1.    The Reserve Bank of India is a statutory body created by an act of parliament.

2.    The
Reserve Bank of India is the only authority in India, which has the power to issue new bank notes and coins.

3.    The Reserve Bank can issue currency notes according to the monetary policy provided it maintains security deposit of Rs. 200 crores, out of which Rs. 115 crores must be held in gold reserves and Rs. 85 crores in foreign exchange (FOREX) reserves.

4.    Initially, the Reserve Bank was based in Calcutta but later, it was shifted to its current location Mint Street, Mumbai.

5.    The Executive Head of the RBI is known as Governor, who is appointed by the government.

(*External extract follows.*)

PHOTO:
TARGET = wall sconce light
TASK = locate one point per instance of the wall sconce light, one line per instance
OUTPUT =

6.    The Reserve Bank of India runs two training colleges for its officers i.e. Reserve Bank Staff College, Chennai and College of Agricultural Banking at Pune.

7.    The Reserve Bank is a member of the Asian Clearing Union.

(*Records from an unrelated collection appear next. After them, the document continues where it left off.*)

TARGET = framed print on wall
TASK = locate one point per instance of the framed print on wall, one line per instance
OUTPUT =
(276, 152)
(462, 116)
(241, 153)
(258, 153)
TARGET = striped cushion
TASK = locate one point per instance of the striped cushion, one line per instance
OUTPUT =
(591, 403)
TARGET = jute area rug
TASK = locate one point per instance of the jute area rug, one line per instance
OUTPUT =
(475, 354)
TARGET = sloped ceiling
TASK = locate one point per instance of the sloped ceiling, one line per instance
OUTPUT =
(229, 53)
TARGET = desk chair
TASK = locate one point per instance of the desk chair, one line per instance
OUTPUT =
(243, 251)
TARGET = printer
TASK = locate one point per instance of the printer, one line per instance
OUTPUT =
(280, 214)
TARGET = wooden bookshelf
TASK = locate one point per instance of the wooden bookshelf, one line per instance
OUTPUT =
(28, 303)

8.    C D Deshmukh, who later became India’s Finance Minister, was the Reserve Bank Governor when it was  nationalized in 1949.

9.    The first woman to be a Deputy Governor of the Reserve Bank of India is – K J Udeshi

10.    The Reserve Bank (like the Federal Reserve, USA and the Riksbank, Sweden) is a Central Bank i.e. it controls, regulates and supervises the entire monetary system, issue of currency and the working of all banks in India. The Reserve Bank is also called the bankers’ banker and the lender of the last resort. It has a major role in implementing the monetary policy, controlling money supply, inflation management, managing exchange value of the rupee vis a vis foreign currencies.

The Reserve Bank also acts as an agent of the government while raising public debt on its behalf. This public debt is raised by the RBI on behalf of the government so that the government can finance its fiscal deficit. Some popular tools of raising public debt are treasury bills and government securities (G-secs or dated securities).